In the early 1980s, Bear Island Light slowly began to deteriorate after it was replaced by a lighted bell buoy offshore. The lighthouse was resurrected by the Friends of Acadia and relit in 1989 as a private aid to navigation, exhibiting a white flash every five seconds. The light station is owned by the National Park Service, which leases it to a private individual as a residence. Martin Morad, a professor of pharmacology and medicine at Georgetown University who first saw Bear Island Lighthouse in 1971 and had subsequently tried to purchase or lease the property, was the first lucky private citizen to call the lighthouse home. Morad and his wife Fabiola Martens, a lawyer turned interior designer, spent a few years and a lot of money restoring the lighthouse before using it as a summer vacation cottage. ”The house had been boarded up for so many years that the humidity from the water in the cisterns permeated the entire place,” Martens recalls. “At every inspection the lighthouse keepers added another layer of paint, without ever removing any of the old paint.
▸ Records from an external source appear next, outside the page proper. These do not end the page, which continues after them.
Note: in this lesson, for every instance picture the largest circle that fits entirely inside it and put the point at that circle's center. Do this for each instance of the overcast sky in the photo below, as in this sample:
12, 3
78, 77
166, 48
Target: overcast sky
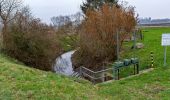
45, 9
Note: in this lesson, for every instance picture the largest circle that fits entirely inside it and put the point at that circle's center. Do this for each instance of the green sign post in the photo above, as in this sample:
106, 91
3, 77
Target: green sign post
165, 43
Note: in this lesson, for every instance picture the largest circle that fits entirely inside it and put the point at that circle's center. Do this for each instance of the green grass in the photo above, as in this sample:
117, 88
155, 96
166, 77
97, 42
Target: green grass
20, 82
152, 86
17, 81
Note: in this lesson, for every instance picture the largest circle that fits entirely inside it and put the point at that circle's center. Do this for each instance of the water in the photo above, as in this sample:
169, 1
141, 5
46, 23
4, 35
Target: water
63, 64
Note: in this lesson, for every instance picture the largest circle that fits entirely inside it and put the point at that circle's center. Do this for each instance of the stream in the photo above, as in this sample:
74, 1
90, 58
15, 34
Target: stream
63, 64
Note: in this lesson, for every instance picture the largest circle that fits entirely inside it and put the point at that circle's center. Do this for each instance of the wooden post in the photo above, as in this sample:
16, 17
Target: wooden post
137, 65
134, 69
152, 59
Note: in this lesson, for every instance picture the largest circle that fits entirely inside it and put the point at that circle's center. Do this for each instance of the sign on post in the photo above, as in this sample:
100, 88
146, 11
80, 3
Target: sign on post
165, 43
166, 39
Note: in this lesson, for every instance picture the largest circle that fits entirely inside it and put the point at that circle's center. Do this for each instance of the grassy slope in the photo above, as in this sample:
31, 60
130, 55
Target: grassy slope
18, 82
154, 85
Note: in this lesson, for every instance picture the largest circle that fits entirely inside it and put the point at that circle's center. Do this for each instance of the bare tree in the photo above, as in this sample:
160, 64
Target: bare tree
8, 9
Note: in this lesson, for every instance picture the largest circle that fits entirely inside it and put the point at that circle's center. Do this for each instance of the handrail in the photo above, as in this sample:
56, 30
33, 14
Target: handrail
97, 71
93, 77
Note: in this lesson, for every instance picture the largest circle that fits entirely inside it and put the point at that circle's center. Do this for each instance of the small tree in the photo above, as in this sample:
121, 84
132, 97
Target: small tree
98, 37
8, 9
32, 41
96, 4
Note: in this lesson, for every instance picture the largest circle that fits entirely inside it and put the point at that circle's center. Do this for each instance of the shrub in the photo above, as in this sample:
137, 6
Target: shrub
33, 42
98, 36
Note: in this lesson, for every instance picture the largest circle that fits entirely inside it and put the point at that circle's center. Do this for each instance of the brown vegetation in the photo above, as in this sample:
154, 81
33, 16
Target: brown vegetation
98, 36
31, 41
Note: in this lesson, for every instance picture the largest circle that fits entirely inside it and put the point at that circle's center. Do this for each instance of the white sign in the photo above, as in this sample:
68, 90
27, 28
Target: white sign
166, 39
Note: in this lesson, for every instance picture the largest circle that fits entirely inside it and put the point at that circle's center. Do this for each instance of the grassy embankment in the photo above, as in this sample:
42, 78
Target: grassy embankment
18, 81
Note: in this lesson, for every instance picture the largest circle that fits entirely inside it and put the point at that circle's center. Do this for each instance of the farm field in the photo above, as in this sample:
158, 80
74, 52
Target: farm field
17, 81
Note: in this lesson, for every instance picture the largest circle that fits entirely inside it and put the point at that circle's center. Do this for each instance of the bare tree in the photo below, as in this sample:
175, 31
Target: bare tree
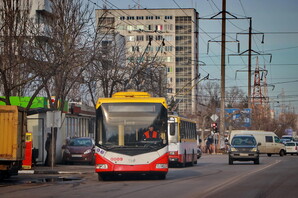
15, 23
65, 51
62, 52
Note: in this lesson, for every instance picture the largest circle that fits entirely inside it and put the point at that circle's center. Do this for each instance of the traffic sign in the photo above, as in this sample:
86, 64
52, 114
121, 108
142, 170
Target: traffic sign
214, 117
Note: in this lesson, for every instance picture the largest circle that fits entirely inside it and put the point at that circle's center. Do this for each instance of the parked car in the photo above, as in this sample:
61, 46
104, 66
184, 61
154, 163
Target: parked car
284, 141
270, 143
79, 149
292, 148
199, 153
243, 148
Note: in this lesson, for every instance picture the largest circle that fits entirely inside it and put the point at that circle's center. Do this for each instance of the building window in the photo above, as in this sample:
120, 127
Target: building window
106, 43
168, 38
129, 27
148, 36
140, 38
130, 38
130, 18
140, 27
168, 48
168, 27
158, 27
168, 59
135, 48
149, 17
158, 37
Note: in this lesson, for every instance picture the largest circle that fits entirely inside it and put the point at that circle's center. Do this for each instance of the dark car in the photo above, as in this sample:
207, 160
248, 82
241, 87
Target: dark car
79, 149
244, 148
199, 153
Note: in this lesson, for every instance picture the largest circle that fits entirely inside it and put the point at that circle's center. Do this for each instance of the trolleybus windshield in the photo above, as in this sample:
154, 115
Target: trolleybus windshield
124, 124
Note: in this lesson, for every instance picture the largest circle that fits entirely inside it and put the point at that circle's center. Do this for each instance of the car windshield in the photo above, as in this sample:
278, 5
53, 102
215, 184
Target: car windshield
125, 125
290, 144
80, 142
243, 141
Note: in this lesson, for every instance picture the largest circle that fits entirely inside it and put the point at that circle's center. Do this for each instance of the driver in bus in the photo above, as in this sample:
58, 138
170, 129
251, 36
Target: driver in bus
151, 134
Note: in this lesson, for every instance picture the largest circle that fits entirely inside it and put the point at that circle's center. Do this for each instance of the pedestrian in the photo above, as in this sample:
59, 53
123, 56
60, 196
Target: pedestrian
47, 147
151, 134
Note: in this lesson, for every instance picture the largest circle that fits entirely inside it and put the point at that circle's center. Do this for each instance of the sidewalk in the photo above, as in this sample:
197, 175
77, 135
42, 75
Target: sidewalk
59, 169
Over the years the dampness caused the eleven layers to crumble and form stalactites and stalagmites. It was as if one was entering a grotto!” The station’s water problem was solved by running an underwater pipeline to Northeast Harbor. Later, electricity was brought in, and a sewer system was installed. The couple found little need to hang paintings in the house, as the views from each window offered an ever-changing picture. “Our primary goal,” Martens remembers, “was to respect the essential simplicity of the lighthouse.” Bear Island Lighthouse is not open to the public. It is best seen from the water, with cruises past the island being offered most days during the summer. References
Location:
Located on Bear Island, about a half mile offshore from Northeast Harbor.
Bar Harbor Whale Watch offers a Lighthouse and Park Tour that passes by the lighthouse. For an aerial view, you can take a flight with Maine Coastal Flight Center out of the Bar Harbor airport.
The lighthouse is owned by the National Park Service but leased to a university professor. Grounds/dwelling/tower closed. Notes from a friend: Kraig writes:A great aerial shot of Bear Island Lighthouse can be seen in the movie "A Man Without a Face" when Mr. McLeod rewards Charles with a flight in a seaplane after he scored 84% on a practice test. See our List of Lighthouses in Maine |
Pictures on this page copyright Kraig Anderson, used by permission.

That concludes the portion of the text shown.